Spoiler:Chapter 15 - More Healing
Apparently I had fallen asleep when Pipik released me, because she was the one who had gently shaken me awake. The sun had already risen and she was treating two younger students who both seemed to be sporting minor burns. She asked me to get up, and walk around the room the best I could on my own. So I tried. My balance was shaky at best, and for some reason I couldn’t seem to remember how to properly put weight on my feet. After tumbling down a few times, she passed me my staff, with the obvious message ‘only as a walking stick’.
To hold my staff again was to feel like I was finally whole. It completed my arm, and moved so naturally with my body that most people wouldn’t believe that I hadn’t had it for my entire life. Clinging it to help me balance, I was able to cross the room, and make it back to my bed without incident.
“Again, please.” She said without turning around just as I’d sat back down.
So I rose and repeated the process, trying to make my legs more cooperative with each step. Whether I was successful or not was another matter entirely. Before I was finished, I was made to stumble across the room six times in all, and was grateful for the rest when it finally came. She’d just sent the two students on their way, and then sat down beside me.
“We’re at a good place now Mahin. During our session last night I was able to get just about everything out of you.”
“Just about?” I asked, knowing exactly what the implication meant.
“There were pieces of it either in too deep, or too closely attached to something inside you, but they are so few and far between that I don’t see them causing any real problems, unless of course you get attacked by Mind-Magic again.”
“What would happen then?” I asked.
“Exactly, I’m not sure.
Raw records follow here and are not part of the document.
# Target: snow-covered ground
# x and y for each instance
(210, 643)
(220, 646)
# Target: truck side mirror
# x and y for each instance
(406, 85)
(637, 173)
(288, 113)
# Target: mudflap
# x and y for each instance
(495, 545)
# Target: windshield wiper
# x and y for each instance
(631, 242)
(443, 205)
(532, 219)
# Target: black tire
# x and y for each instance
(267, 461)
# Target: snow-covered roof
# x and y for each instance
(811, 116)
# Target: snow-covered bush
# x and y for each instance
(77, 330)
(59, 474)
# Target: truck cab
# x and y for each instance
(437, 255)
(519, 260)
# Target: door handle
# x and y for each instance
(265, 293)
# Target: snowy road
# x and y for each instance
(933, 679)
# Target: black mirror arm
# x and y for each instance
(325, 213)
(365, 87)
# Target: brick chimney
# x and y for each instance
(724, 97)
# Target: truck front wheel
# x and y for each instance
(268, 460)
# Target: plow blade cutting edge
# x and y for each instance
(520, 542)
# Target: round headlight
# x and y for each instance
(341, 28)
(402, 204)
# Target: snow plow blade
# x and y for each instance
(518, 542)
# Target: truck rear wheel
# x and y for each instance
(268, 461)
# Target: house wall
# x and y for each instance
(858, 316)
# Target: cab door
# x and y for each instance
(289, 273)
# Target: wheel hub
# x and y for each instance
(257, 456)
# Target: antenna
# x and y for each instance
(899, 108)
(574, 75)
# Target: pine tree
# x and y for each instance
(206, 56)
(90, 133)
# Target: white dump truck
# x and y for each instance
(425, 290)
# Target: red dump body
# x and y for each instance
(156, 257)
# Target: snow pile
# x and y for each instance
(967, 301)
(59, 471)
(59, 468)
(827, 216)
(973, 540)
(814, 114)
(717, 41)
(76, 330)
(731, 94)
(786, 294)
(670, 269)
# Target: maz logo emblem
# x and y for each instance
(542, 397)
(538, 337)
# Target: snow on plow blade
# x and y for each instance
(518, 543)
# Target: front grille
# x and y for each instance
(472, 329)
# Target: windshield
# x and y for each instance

I’ve never seen this before, though I think it’s safe to say you will be more susceptible to its influence, and that its hold will be harder to break. It might trigger an attack similar to what happened in Pyry’s classroom. Luckily, we don’t have to worry about that for a while. Our biggest goal right now is to get you back in the classroom for the last few days before the examinations. If things go well today, you’ll be back tomorrow. Now, eat your lunch and we’ll get started.”
‘Getting started’ basically meant doing some basic exercises that students (albeit not my students) would do in the classroom. She would flash one color with her staff, and I’d have to match it as quickly as I could. Once she was satisfied with my reactions, she moved on to have me mimic specific patterns, paying close attention to the time each color was held for. This part of me at least, didn’t seem to have deteriorated like the rest of me since the attack. Allowing my emotions to flow, I could match her colors with ease. She was watching me the whole time, but what negative signs she was looking for she never found. None of the patterns I had to display brought about any sort of relapse, large or small. There weren’t any flashes of places or people I’d never seen before, and no pains (other than what I had acquired through ‘healing’).
“I’ll have you stay here one more night Mahin,” she said, “but tomorrow morning you’ll be back in Bahme’s room.”